Before the pandemic, Oleb Media focused on performing these audits for the hospitality industry, particularly hotels and resorts.

“During the pandemic, that went away, so we had to reinvent ourselves.” says Cipriani, adding that such companies were among the first sectors to try to become accessible to those with disabilities. “They had to retrofit their hotel rooms and lobbies and everything to make things accessible to wheelchairs and so on. So, when I approached them and said, ‘Is your website accessible,’ they said ‘No, please help us.’ It was an easy way for us to set up our company in 2018.”

When the pandemic hit, Oleb began working with educational companies, who suddenly had to refine their online presence for Zoom and other online meetings. It also brought Cipriani back to his roots as a teacher — he has a doctorate in education. 

So, where most of the hospitality companies wanted Oleb Media to simply do the work for them, the vast majority of his clients now are looking to be taught how to do the work themselves. 

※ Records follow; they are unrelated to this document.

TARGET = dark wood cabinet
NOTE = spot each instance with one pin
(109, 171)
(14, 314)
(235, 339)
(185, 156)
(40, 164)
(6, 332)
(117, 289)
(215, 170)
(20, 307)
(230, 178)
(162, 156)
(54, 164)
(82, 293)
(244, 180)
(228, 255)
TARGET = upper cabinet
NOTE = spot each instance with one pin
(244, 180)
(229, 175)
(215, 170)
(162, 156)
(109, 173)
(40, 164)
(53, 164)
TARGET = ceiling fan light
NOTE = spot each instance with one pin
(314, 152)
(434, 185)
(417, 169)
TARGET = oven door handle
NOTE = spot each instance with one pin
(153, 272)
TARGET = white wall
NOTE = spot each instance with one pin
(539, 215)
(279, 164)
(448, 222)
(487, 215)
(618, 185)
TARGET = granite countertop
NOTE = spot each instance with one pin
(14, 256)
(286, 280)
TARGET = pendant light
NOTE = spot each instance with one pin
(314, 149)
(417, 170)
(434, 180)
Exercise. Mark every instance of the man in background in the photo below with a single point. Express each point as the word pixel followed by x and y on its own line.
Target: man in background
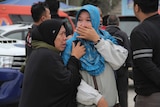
pixel 122 73
pixel 146 53
pixel 54 6
pixel 40 12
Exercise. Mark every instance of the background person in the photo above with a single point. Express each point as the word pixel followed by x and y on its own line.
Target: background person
pixel 146 50
pixel 122 72
pixel 40 12
pixel 54 6
pixel 99 61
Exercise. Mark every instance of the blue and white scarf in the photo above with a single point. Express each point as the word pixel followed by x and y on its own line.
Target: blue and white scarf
pixel 92 62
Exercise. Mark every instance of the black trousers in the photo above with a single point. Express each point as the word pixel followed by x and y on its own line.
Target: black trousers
pixel 122 86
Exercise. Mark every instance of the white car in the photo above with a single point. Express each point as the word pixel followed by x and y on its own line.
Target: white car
pixel 12 53
pixel 15 31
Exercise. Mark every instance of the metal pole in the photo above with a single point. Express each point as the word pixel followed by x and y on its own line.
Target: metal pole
pixel 67 2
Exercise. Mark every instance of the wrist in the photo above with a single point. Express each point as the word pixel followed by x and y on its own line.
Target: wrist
pixel 97 41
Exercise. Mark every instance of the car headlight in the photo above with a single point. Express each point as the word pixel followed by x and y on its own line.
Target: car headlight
pixel 6 61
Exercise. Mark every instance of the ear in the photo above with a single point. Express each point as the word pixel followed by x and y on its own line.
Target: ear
pixel 43 18
pixel 136 8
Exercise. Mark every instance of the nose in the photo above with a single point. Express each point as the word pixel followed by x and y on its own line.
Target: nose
pixel 83 23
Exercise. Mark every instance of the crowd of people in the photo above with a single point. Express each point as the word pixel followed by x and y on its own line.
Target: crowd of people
pixel 90 68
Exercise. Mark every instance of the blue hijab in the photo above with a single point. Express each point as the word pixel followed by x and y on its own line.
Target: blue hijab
pixel 92 62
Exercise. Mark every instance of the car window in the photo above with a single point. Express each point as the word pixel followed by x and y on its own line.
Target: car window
pixel 1 31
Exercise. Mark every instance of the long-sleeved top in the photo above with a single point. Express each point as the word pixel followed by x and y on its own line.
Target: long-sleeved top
pixel 114 56
pixel 146 56
pixel 47 82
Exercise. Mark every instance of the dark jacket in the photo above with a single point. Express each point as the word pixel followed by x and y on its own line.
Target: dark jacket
pixel 51 84
pixel 146 56
pixel 28 40
pixel 122 40
pixel 47 81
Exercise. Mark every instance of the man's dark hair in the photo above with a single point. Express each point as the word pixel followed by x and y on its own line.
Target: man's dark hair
pixel 37 10
pixel 53 7
pixel 147 6
pixel 113 20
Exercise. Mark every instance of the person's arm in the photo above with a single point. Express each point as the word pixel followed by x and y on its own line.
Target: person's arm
pixel 87 95
pixel 114 54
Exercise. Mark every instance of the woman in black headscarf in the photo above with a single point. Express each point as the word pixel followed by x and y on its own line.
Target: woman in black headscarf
pixel 47 81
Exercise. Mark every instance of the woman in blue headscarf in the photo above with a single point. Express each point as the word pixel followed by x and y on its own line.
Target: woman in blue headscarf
pixel 102 56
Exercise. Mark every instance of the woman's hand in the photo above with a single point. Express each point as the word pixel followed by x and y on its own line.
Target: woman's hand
pixel 78 50
pixel 87 33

I feel like I really found my spot,” he says. “Now, the clients we are serving really match my value system.”

About 80 percent of his clients are now in education and most of the rest are nonprofits, largely in the arts, where much of his training revolves around helping them with the educational components of their displays.

Cipriani says an upside of being forced to change during the pandemic was being forced out of his comfort zone and into getting creative about diversifying revenue streams. He has created an online academy that launches in December where he’ll constantly be designing new products spinning forward what’s next. 

“I want a dedicated time and space where I am looking at what’s next,” he says.